Saudi oil is back in the news at the moment following the murder of Jamal Ahmad Khashoggi by the Saudis. Larry Elliot wrote an article arguing we are less dependent on Saudi oil and any bust up over the murder which involved Saudi Arabia cutting of the taps would be ineffective.
But is this true? Its certainly true that every time there is an oil crisis it boosts the alternatives. In the 1970’s two oil crisis’s helped spur an interest in peak oil and renewable energy (mine and many others). Unfortunately President Carter’s huge solar panel programme was cut by Ronald Reagan. Electric cars came onto the market and were killed off by big oil. Nevertheless you can see the roots of where we are in now in what happened then.

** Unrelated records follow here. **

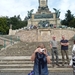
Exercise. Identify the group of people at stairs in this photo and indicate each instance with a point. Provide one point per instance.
(41, 57)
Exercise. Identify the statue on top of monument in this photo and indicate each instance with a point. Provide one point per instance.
(30, 13)
(57, 13)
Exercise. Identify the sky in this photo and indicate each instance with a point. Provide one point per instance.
(20, 7)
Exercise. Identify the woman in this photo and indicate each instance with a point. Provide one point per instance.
(40, 58)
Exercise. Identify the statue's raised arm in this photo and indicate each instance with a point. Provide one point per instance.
(57, 13)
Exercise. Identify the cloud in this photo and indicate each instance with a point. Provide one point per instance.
(20, 7)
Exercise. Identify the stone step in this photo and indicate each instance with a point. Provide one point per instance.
(2, 58)
(30, 69)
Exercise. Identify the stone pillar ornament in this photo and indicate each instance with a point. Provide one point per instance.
(42, 3)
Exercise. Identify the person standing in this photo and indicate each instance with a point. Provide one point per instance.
(72, 61)
(64, 50)
(54, 50)
(41, 59)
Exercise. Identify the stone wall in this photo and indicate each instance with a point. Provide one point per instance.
(42, 35)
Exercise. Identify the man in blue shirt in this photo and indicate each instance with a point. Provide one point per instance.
(64, 50)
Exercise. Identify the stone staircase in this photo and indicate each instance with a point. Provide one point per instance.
(24, 64)
(16, 58)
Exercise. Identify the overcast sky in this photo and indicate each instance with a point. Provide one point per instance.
(20, 7)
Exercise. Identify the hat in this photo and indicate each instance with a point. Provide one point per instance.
(73, 52)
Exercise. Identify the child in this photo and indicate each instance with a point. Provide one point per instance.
(72, 62)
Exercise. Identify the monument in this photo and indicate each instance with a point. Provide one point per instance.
(43, 17)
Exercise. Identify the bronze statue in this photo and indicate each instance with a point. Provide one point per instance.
(29, 14)
(57, 13)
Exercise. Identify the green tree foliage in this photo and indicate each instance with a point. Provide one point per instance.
(69, 19)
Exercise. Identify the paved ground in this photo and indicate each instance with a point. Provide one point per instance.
(67, 73)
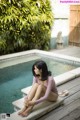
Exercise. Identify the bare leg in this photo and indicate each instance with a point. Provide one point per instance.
(40, 91)
(38, 94)
(30, 97)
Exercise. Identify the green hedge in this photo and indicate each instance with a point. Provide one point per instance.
(25, 25)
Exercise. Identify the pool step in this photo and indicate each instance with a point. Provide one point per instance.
(38, 110)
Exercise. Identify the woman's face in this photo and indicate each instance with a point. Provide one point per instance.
(37, 72)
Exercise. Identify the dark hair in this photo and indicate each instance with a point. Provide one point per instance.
(41, 65)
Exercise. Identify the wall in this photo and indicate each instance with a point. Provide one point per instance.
(61, 23)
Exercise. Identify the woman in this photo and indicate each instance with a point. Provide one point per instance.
(43, 88)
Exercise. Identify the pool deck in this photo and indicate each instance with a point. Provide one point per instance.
(71, 108)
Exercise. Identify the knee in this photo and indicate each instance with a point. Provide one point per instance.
(36, 84)
(41, 87)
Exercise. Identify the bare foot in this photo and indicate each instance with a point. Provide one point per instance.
(27, 111)
(20, 112)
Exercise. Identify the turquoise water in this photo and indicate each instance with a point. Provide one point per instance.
(14, 78)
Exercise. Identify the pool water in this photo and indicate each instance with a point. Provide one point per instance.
(14, 78)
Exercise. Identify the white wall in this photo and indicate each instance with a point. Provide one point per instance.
(61, 22)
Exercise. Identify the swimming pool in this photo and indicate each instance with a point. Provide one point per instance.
(15, 73)
(14, 78)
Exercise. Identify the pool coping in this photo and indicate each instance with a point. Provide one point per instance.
(60, 78)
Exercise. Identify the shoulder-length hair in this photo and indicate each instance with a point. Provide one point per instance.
(41, 65)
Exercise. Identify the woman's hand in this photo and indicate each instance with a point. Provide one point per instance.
(31, 103)
(26, 101)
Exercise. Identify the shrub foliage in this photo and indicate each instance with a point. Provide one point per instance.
(25, 25)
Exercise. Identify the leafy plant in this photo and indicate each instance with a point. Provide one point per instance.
(24, 25)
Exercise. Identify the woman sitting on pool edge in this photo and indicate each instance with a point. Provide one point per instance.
(43, 88)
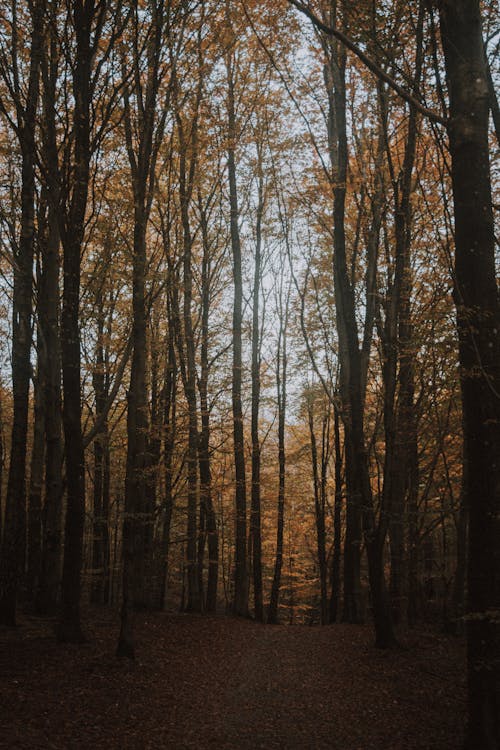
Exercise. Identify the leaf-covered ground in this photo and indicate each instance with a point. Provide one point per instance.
(215, 682)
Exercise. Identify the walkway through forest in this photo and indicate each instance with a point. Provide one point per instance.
(215, 682)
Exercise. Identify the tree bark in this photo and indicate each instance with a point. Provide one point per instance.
(478, 315)
(13, 541)
(240, 603)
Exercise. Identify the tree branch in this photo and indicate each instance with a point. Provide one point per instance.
(368, 62)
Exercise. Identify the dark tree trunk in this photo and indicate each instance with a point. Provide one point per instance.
(281, 386)
(255, 515)
(142, 153)
(49, 311)
(13, 541)
(358, 473)
(396, 339)
(34, 535)
(337, 522)
(194, 602)
(240, 603)
(72, 235)
(99, 593)
(319, 512)
(204, 445)
(169, 408)
(47, 598)
(478, 313)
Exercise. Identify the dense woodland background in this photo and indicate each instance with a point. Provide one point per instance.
(231, 375)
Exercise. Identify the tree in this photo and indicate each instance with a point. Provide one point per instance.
(478, 315)
(24, 125)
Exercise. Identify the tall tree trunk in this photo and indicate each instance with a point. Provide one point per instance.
(281, 386)
(49, 312)
(204, 444)
(358, 473)
(72, 235)
(240, 603)
(319, 512)
(13, 541)
(142, 153)
(169, 419)
(255, 516)
(194, 602)
(337, 522)
(34, 525)
(478, 313)
(100, 530)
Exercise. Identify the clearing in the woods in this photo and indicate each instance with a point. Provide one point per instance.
(216, 682)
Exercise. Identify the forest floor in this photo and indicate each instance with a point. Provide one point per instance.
(216, 682)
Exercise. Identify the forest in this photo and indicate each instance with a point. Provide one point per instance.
(250, 349)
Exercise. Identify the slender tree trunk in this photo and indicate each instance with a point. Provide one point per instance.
(358, 473)
(169, 407)
(100, 526)
(319, 513)
(204, 445)
(478, 313)
(72, 234)
(13, 541)
(34, 535)
(240, 604)
(255, 516)
(281, 386)
(48, 311)
(142, 153)
(337, 522)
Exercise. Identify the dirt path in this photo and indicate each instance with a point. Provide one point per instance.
(202, 683)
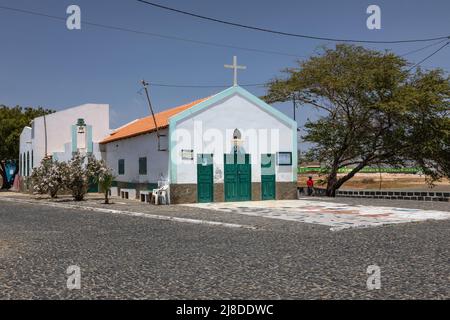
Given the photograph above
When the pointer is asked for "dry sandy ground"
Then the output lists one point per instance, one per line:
(363, 181)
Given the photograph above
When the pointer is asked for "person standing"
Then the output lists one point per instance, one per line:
(310, 185)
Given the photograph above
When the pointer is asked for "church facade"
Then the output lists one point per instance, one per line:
(231, 146)
(61, 134)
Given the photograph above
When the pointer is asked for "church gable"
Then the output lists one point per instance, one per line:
(229, 94)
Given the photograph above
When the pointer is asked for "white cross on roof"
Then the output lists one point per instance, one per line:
(235, 68)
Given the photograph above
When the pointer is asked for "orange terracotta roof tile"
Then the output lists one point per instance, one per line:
(147, 125)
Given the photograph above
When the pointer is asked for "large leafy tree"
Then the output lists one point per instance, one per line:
(12, 122)
(375, 111)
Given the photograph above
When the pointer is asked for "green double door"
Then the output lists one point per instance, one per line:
(205, 180)
(237, 177)
(268, 181)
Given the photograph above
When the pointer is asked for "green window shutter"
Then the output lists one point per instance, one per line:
(74, 139)
(90, 144)
(121, 166)
(143, 166)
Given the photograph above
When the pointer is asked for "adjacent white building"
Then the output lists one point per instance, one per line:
(60, 134)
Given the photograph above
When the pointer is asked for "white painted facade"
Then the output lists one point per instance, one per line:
(57, 131)
(130, 150)
(208, 131)
(212, 130)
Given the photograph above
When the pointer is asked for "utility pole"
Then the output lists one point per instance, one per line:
(45, 133)
(158, 135)
(294, 103)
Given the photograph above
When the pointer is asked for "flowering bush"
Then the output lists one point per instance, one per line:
(48, 178)
(74, 176)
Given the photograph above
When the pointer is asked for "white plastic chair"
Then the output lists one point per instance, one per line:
(155, 193)
(163, 194)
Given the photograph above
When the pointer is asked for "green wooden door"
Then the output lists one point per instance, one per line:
(205, 181)
(268, 181)
(237, 177)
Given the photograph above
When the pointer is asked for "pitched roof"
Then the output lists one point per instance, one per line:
(147, 125)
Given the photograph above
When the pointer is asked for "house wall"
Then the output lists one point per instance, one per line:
(25, 147)
(131, 150)
(262, 133)
(59, 129)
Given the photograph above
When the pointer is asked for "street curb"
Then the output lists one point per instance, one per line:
(131, 213)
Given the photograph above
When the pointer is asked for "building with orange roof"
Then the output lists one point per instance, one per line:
(231, 146)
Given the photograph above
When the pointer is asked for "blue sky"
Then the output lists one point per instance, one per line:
(44, 64)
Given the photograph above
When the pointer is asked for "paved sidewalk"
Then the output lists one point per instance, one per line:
(337, 216)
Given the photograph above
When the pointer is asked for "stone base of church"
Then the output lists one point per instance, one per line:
(187, 193)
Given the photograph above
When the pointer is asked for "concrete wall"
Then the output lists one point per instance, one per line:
(262, 133)
(59, 131)
(131, 150)
(187, 193)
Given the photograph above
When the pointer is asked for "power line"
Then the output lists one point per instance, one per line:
(429, 56)
(421, 49)
(284, 33)
(104, 26)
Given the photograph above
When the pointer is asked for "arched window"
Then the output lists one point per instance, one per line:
(237, 134)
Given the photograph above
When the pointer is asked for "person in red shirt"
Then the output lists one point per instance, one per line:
(310, 185)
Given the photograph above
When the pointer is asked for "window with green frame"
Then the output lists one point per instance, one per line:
(121, 166)
(143, 166)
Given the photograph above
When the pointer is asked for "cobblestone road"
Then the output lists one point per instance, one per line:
(139, 258)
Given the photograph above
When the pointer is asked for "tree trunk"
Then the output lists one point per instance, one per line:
(331, 184)
(3, 174)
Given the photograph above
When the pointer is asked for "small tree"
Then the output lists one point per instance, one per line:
(374, 111)
(101, 174)
(48, 178)
(76, 177)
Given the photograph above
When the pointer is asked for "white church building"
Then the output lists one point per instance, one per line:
(231, 146)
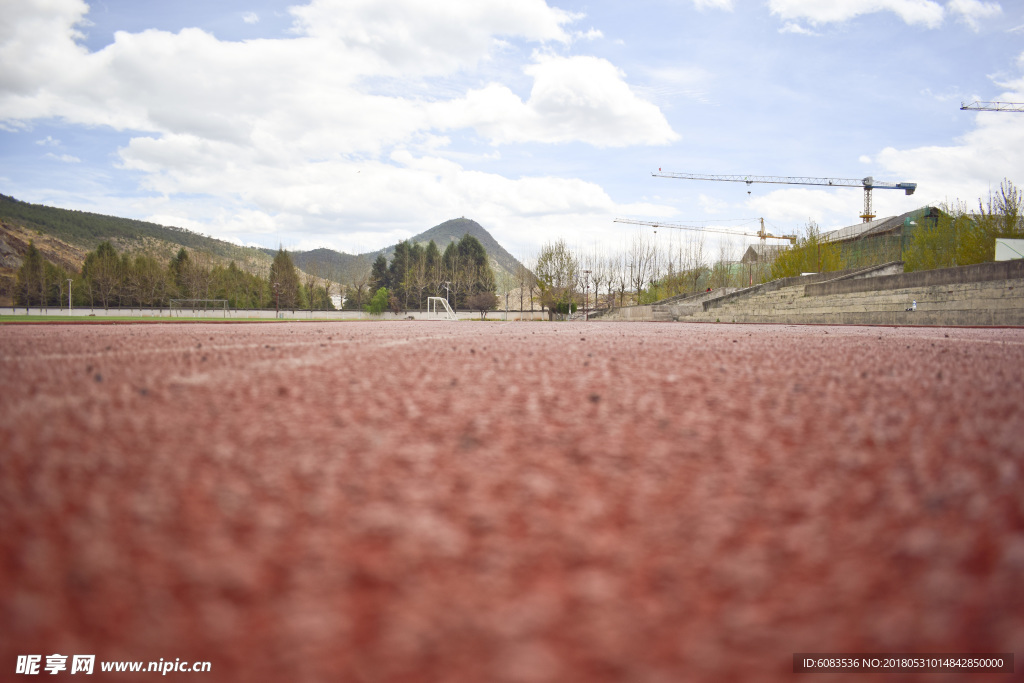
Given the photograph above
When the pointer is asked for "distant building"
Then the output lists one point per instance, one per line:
(883, 240)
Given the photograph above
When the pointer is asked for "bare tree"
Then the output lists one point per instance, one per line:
(641, 261)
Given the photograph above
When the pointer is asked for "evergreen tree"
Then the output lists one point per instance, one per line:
(398, 270)
(31, 282)
(102, 274)
(380, 302)
(284, 274)
(379, 275)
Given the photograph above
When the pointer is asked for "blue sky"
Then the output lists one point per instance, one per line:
(351, 124)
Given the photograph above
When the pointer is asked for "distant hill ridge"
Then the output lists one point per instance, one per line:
(84, 231)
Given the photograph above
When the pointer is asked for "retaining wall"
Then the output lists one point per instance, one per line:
(233, 313)
(1001, 270)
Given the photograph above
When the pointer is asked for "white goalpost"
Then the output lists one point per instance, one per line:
(439, 306)
(196, 306)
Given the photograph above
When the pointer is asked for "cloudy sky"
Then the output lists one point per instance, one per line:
(351, 124)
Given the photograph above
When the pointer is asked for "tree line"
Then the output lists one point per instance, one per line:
(461, 273)
(112, 280)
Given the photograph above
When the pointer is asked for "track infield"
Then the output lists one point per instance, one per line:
(519, 502)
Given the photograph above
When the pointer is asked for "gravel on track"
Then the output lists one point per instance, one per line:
(520, 502)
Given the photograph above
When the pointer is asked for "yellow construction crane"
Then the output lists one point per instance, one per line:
(679, 226)
(867, 183)
(992, 107)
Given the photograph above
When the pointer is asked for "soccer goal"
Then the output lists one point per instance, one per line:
(439, 306)
(197, 307)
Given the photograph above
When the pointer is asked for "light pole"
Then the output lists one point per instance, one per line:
(586, 296)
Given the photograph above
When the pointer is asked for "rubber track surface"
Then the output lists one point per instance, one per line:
(509, 502)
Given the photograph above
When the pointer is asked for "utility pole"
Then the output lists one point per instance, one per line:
(586, 296)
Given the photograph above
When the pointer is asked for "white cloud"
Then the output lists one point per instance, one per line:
(592, 34)
(979, 159)
(798, 205)
(971, 11)
(285, 135)
(828, 11)
(67, 159)
(429, 37)
(792, 27)
(577, 98)
(713, 4)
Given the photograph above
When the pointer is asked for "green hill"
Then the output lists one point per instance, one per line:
(66, 236)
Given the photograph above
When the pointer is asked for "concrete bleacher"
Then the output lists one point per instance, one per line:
(986, 294)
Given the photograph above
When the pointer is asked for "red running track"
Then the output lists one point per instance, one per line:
(519, 502)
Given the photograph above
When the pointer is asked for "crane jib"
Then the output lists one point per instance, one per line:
(866, 183)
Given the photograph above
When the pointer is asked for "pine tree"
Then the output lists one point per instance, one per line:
(284, 274)
(30, 278)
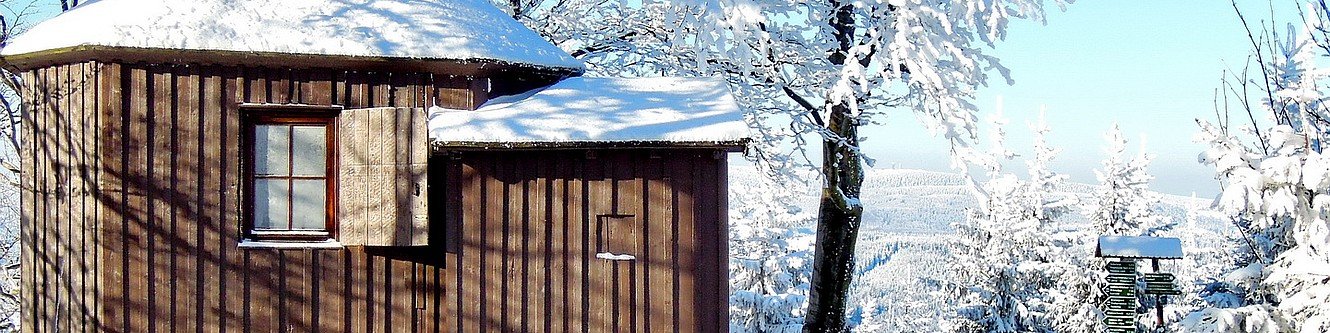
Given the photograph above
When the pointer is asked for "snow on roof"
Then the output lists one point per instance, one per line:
(1132, 247)
(452, 29)
(597, 109)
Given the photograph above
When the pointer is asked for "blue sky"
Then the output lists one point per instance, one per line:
(1152, 67)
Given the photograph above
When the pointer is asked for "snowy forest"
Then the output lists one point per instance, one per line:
(822, 239)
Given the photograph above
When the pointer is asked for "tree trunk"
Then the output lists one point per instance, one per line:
(838, 225)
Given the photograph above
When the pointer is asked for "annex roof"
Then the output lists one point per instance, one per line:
(444, 29)
(580, 111)
(1135, 247)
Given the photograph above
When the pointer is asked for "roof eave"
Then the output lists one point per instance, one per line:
(467, 67)
(728, 145)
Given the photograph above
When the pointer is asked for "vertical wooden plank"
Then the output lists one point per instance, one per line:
(492, 231)
(188, 235)
(77, 189)
(660, 284)
(721, 240)
(88, 179)
(63, 217)
(400, 281)
(685, 244)
(603, 283)
(92, 161)
(705, 236)
(80, 189)
(537, 247)
(44, 200)
(351, 184)
(264, 289)
(403, 177)
(519, 244)
(298, 285)
(471, 279)
(627, 200)
(419, 172)
(210, 260)
(633, 203)
(160, 193)
(454, 271)
(375, 232)
(358, 291)
(36, 300)
(136, 211)
(708, 252)
(381, 93)
(27, 221)
(228, 132)
(512, 243)
(334, 288)
(577, 253)
(378, 293)
(111, 180)
(556, 243)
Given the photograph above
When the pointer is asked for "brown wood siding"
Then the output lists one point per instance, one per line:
(132, 215)
(60, 173)
(530, 239)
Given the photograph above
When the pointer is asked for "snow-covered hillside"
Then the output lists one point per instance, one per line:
(903, 245)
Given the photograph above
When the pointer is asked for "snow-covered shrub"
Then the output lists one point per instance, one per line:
(1123, 203)
(1007, 265)
(1277, 189)
(770, 259)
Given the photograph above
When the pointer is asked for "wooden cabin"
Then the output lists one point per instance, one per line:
(359, 167)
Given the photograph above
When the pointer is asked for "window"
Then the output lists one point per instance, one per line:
(290, 176)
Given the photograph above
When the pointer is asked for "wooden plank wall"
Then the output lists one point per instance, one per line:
(134, 227)
(530, 235)
(369, 212)
(60, 159)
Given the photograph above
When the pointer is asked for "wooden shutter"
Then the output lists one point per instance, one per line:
(382, 181)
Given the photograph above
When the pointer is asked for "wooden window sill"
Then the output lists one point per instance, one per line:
(327, 244)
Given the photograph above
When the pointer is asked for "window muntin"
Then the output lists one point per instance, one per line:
(290, 177)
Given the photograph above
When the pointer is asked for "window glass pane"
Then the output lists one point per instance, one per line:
(310, 145)
(270, 203)
(307, 203)
(271, 145)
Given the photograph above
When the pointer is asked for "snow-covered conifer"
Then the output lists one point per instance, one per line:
(1123, 203)
(1006, 261)
(1278, 193)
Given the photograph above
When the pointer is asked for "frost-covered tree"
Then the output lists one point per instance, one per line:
(1007, 263)
(811, 73)
(772, 265)
(1276, 185)
(1123, 203)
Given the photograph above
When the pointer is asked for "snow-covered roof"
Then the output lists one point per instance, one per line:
(443, 29)
(599, 109)
(1133, 247)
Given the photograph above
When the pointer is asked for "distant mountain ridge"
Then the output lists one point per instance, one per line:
(918, 201)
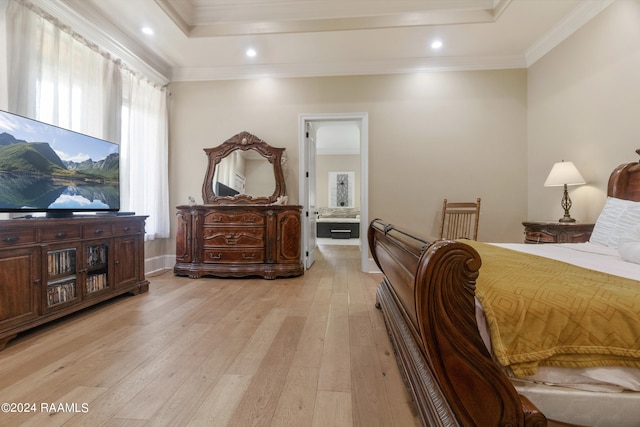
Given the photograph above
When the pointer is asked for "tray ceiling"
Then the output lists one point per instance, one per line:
(208, 39)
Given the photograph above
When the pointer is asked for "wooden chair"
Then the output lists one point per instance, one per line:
(460, 220)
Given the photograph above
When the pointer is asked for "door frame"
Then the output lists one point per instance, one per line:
(363, 122)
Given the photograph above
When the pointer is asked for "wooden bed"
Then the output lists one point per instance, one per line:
(428, 301)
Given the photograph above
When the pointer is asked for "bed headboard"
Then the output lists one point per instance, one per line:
(624, 182)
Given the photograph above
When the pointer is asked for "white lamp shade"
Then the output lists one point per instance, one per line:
(564, 173)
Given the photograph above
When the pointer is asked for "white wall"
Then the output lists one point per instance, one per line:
(459, 135)
(584, 106)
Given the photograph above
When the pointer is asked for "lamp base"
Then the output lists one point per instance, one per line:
(565, 219)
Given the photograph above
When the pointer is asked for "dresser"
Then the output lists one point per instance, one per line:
(237, 241)
(556, 232)
(244, 228)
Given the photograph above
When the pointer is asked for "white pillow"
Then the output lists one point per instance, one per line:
(616, 220)
(629, 247)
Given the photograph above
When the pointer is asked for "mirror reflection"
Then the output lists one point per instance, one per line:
(244, 172)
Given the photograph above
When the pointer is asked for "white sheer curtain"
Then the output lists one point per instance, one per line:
(59, 77)
(144, 153)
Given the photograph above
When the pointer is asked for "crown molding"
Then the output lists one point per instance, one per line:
(582, 14)
(415, 65)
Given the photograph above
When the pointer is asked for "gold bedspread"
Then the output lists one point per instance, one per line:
(546, 312)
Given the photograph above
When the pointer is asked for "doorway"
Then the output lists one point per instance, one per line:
(309, 126)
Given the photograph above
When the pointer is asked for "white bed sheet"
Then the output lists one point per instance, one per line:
(595, 257)
(598, 397)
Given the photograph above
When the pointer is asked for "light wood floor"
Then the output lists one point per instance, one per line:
(306, 351)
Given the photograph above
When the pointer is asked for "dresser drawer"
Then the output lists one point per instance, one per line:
(60, 233)
(227, 237)
(18, 237)
(246, 256)
(96, 230)
(234, 218)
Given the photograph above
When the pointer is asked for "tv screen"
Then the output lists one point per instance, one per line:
(45, 168)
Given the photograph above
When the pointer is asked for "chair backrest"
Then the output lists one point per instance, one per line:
(460, 220)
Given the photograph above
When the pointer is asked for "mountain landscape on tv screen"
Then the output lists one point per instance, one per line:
(33, 176)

However a glance at the BP Statistical review of World energy shows that the US is using almost 20mbd of oil (still lower than 2007 incidentally) and produces about 13mbd (despite all the fracking hype). This is about 4mbd up from its low point in the conventional oils decline. (Of course people forget that conventional oil fields are still declining in the US and fracked oil has to make for this as well as meet any increase in demand.) If (and its a big if) the Saudis turned off the taps then there would be huge increase in the oil price which as few people has noticed been creeping up. However if they did that they would be harming mainly themselves. The alternatives would be very economically viable and the West would really concentrate on curbing its addiction to oil. However the oil price increase would hit Western economies very hard and probably give us another global banking crisis and crash. For this reason and and also due to arms sales the West will not confront the Saudis. Its strange isn’t that the terrible murder of one man leads to a huge row but what they are doing in Yemen has no effect on our relations.